<笑うイトマル>
キョウコさん(仮名)の話。
サブウェイで三十連勝ほどした頃だろうか、車窓のガラスに一匹のイトマルが腹を見せて張り付いている事に気が付いた。
「イトマルって背中に人の顔みたいのがついているでしょ。そのイトマルには腹にも模様があってね、・へ・みたいな模様だった。あんまり機嫌はよくない感じ。まあ私は構わずバトルを続けた。出てくるポケモンもトレーナーもどんどん強くなるし、それどころじゃないって感じ」
それでも気になって時々バトルの合間に窓を見るとまだイトマルは・へ・の腹を見せて張り付いていたという。

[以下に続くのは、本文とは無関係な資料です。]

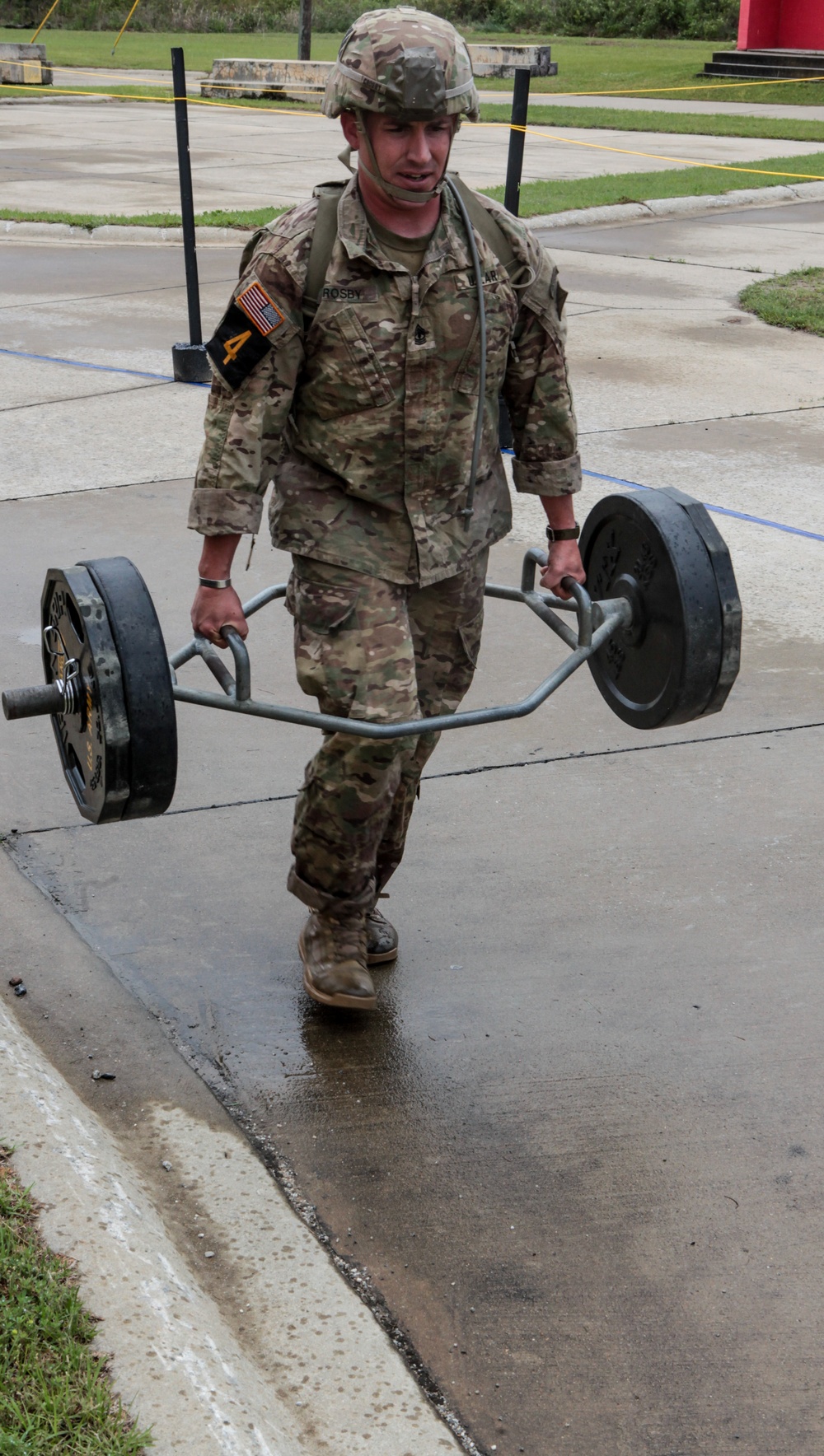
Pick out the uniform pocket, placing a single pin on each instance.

「あれは四九戦目だったからよく覚えてる。もう少しで五○戦目だーって意気込んでいたら、ポケモンが技を外して、すんでのところで負けてしまって。まー負けは負けだからしょうがないかって、列車を降りようと思って……」
キョウコさんはまた、何気なく車窓を見た。
「笑ってたの。イトマルの腹が。さっき・へ・じゃなくてあきらかに口を三日月みたいな形にして。いかにもニターッって笑みを浮かべて笑っていたのよ」
<追いすがるギャロップ>
車窓とトンネルの間の狭い空間の間を何者かが移動していた、という話もサブウェイでは珍しくない。
「僕の場合はギャロップです。そう、ひのうまポケモンのギャロップ」
そう語るのはヒウンに住む会社員のジムさん(仮名)。
バトルに熱中していたのだがどうも自分の右方向が明るいような気がする。
窓のほうを振り向いたらものすごいスピードで走る車両に併走する形で、炎のたてがみの火の粉を散らしながらギャロップが走っていたという。
「いやびっくりしました」
だが、うっかりトレーナーが外に出してしまったとか、狭い空間なのになんて事を考える余裕はなかったという。
「というのもね、車窓にぴったりと併走しながらね、ギャロップがものすごい形相で私をにらんでいるんです。顔の左半分でね、目を異様なほどにと見開いて歯を見せてね。トンネルの中の風のせいなのかな。唇が煽られてぶるぶると震えていてね。裏側がばたばたとめくれて見えるんですよ。涎がね、飛び散ってね、窓にもついてね」
ギャロップに恨まれるような覚えはさっぱりないというジムさん。
だがそれはとにかく恐ろしい形相であったという。
そんなギャロップもジムさんがバトルに負けると減速し、瞬く間に見えなくなってしまった。
「負けた以上にほっとしましたね」
そうして今改めて考えると不可解な点がある、と彼は言う。
「これ、降りてから気が付いたんですけど、その位置にギャロップが見えるのっておかしいんですよね」
ほら、見てください。
と、ジムさんはホームの下を指さした。
「線路から、我々の立っているホームまで、少なく見積もって人一人分の高さはあるでしょう。さらに我々の足元から車窓のガラス部に達するまで一メートルくらいはあるでしょう。だいたい二.五メートルとして。でも、窓からギャロップの顔が見えていた」
ギャロップの頭のある位置は大きい個体でも地面から二メートルくらいでしょう。
地面を走って併走しても、絶対に顔なんか見えないんですよ。
でも、窓から顔が見えた。
なら奴は空中を走っていたという事なんですかねえ……。